Blutbad in Fürstenfeldbruck
Am Tag nach Spitz' letztem Triumph zerstört der Terror die heiteren Spiele. "Schwarzer September" nennt sich das palästinensische Terror-Kommando, das in den frühen Morgenstunden des 5. September in das Haus Connollystraße 21 im Olympischen Dorf eindringt - ins Quartier der israelischen Mannschaft. Ringer-Coach Moshe Weinberg wird durch die geschlossene Tür erschossen, weitere Israelis werden gefangen genommen. Die Terroristen fordern ultimativ die Freilassung von 200 in Israel inhaftierten Arabern und drohen, die Geiseln sofort zu erschießen. Nach Verhandlungen mit Bundesinnenminister Genscher und Polizeipräsident Schreiber lassen sich die Verbrecher am Abend mit den Geiseln zum Flugplatz Fürstenfeldbruck bringen. Dort will die Polizei der Geiselnahme ein Ende bereiten.
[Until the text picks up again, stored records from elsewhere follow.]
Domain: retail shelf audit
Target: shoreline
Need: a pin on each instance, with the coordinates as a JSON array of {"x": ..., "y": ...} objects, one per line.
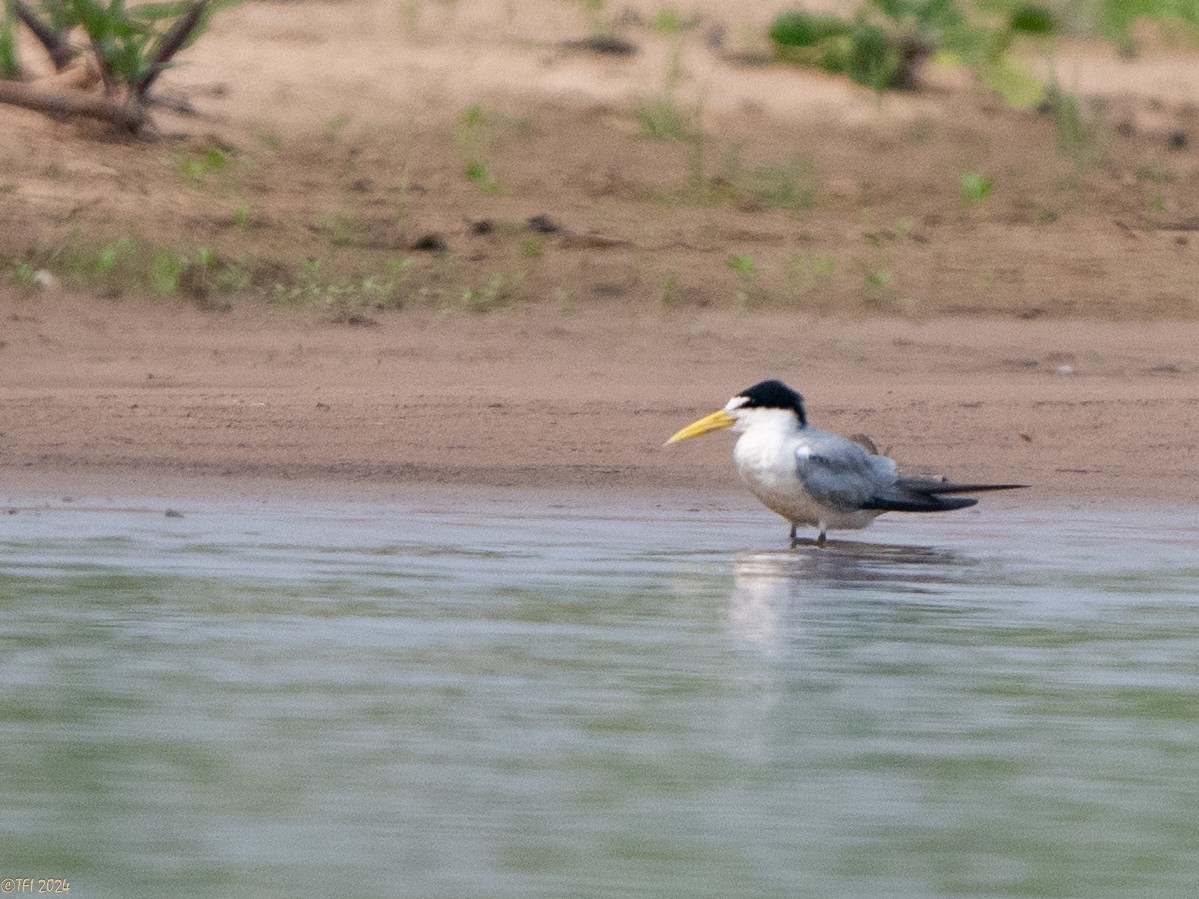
[{"x": 543, "y": 398}]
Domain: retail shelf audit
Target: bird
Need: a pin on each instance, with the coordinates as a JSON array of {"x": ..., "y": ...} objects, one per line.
[{"x": 813, "y": 477}]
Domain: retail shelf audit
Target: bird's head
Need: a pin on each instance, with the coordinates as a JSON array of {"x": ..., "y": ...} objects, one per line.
[{"x": 766, "y": 400}]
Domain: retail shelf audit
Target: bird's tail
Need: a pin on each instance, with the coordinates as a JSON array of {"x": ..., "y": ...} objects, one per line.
[{"x": 921, "y": 494}]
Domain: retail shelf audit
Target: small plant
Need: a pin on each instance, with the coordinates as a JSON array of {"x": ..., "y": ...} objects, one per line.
[
  {"x": 743, "y": 265},
  {"x": 975, "y": 187},
  {"x": 492, "y": 295},
  {"x": 662, "y": 118},
  {"x": 481, "y": 176},
  {"x": 335, "y": 126},
  {"x": 669, "y": 20},
  {"x": 475, "y": 144},
  {"x": 746, "y": 269},
  {"x": 866, "y": 52},
  {"x": 196, "y": 167},
  {"x": 10, "y": 62}
]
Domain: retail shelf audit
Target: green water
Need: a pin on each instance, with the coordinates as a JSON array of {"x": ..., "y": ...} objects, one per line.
[{"x": 513, "y": 698}]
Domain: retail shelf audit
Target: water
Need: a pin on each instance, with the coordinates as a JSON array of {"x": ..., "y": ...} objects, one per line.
[{"x": 510, "y": 697}]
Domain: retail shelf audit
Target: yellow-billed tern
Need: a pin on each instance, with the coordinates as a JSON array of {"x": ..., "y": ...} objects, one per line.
[{"x": 812, "y": 477}]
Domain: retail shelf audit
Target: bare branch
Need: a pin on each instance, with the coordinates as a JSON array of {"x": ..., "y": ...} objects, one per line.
[
  {"x": 131, "y": 116},
  {"x": 169, "y": 44},
  {"x": 55, "y": 43}
]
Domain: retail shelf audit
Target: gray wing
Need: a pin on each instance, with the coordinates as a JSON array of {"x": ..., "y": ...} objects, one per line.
[{"x": 839, "y": 474}]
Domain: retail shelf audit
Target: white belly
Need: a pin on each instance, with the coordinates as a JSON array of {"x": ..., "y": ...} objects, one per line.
[{"x": 769, "y": 469}]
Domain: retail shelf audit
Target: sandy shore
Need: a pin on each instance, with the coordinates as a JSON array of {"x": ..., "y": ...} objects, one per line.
[
  {"x": 797, "y": 227},
  {"x": 565, "y": 398}
]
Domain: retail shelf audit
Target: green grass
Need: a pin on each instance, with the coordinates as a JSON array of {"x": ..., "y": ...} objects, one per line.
[
  {"x": 661, "y": 116},
  {"x": 134, "y": 265},
  {"x": 975, "y": 187}
]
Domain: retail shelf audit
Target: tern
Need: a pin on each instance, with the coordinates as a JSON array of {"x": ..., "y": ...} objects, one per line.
[{"x": 812, "y": 477}]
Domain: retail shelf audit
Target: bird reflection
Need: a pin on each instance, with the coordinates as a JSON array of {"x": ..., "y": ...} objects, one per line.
[{"x": 767, "y": 586}]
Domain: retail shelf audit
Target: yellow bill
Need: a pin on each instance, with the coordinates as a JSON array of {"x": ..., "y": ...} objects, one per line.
[{"x": 716, "y": 421}]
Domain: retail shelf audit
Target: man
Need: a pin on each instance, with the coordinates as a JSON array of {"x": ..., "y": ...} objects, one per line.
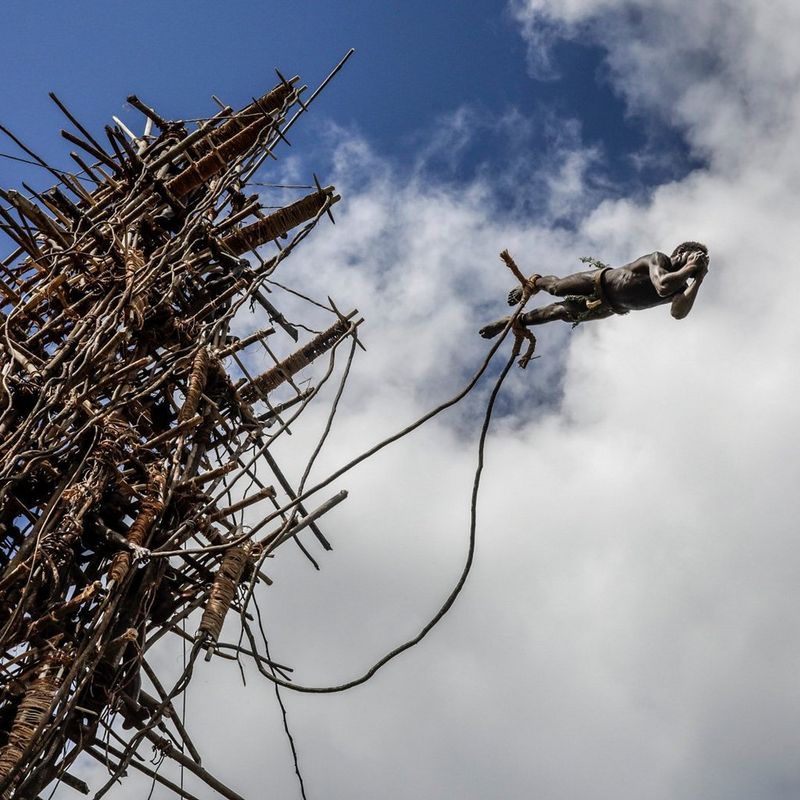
[{"x": 652, "y": 280}]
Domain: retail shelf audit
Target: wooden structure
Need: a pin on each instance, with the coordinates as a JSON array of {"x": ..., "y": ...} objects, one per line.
[{"x": 134, "y": 434}]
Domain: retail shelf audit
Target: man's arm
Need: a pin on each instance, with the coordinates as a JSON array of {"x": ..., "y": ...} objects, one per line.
[
  {"x": 682, "y": 303},
  {"x": 665, "y": 281}
]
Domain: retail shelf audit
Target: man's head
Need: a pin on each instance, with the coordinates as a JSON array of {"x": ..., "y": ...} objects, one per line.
[{"x": 681, "y": 253}]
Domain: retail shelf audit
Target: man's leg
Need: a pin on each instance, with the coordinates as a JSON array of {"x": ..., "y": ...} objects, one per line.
[
  {"x": 565, "y": 311},
  {"x": 581, "y": 283}
]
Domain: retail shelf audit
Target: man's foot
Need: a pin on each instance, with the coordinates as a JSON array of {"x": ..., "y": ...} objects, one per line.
[
  {"x": 493, "y": 328},
  {"x": 515, "y": 295}
]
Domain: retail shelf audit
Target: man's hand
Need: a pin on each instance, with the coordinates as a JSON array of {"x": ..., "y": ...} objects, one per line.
[{"x": 699, "y": 261}]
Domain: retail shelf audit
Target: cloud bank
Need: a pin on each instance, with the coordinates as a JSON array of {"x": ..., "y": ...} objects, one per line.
[{"x": 629, "y": 629}]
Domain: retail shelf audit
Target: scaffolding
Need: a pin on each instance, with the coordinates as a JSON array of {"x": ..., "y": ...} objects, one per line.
[{"x": 134, "y": 435}]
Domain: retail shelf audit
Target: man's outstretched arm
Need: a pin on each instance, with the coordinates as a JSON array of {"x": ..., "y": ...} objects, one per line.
[
  {"x": 682, "y": 303},
  {"x": 667, "y": 282}
]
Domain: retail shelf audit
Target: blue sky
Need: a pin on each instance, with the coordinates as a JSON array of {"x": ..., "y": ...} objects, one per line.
[
  {"x": 629, "y": 629},
  {"x": 415, "y": 63}
]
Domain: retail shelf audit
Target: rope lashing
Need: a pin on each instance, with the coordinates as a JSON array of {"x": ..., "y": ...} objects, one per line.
[
  {"x": 195, "y": 385},
  {"x": 221, "y": 595},
  {"x": 272, "y": 378},
  {"x": 152, "y": 505},
  {"x": 278, "y": 223},
  {"x": 32, "y": 710}
]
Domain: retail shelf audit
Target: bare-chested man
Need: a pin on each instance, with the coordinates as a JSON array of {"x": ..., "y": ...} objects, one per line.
[{"x": 652, "y": 280}]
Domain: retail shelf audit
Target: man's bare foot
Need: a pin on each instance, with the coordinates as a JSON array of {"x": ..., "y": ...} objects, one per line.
[
  {"x": 515, "y": 295},
  {"x": 493, "y": 328}
]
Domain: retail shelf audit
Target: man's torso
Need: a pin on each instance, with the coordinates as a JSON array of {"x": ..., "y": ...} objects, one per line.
[{"x": 629, "y": 287}]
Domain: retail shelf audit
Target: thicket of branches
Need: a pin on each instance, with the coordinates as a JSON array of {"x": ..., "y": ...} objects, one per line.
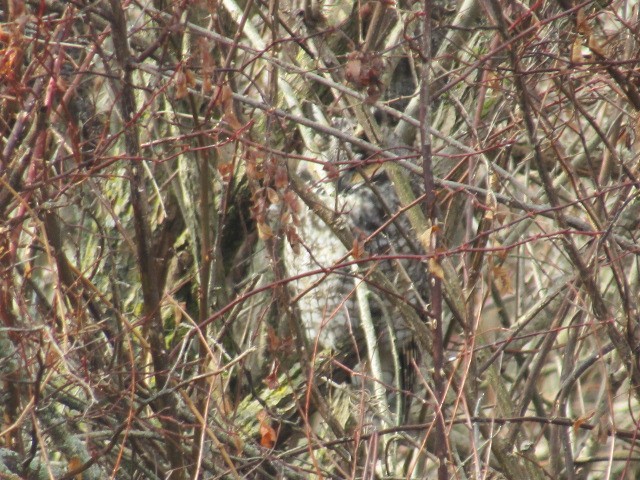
[{"x": 157, "y": 157}]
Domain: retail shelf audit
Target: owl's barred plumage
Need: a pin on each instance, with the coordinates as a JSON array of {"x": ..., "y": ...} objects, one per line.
[{"x": 327, "y": 303}]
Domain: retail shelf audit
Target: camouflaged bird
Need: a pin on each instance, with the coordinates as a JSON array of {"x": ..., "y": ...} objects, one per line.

Doch der Einsatz wird ein Desaster. Die Befreiungsaktion endet in einem unkontrollierten Feuergefecht. Fünf der acht Terroristen, ein Beamter und alle Israelis kommen ums Leben.
Die Spiele gehen weiter
Sollen die bislang so fröhlichen Spiele weitergehen? Das IOC entscheidet sich, die Wettkämpfe fortzusetzen. Präsident Avery Brundage spricht bei der Trauerfeier im Olympiastadion den berühmt gewordenen Satz: "The Games must go on!" Die Atmosphäre der Tage vor dem Attentat haben die Spiele jedoch nicht mehr.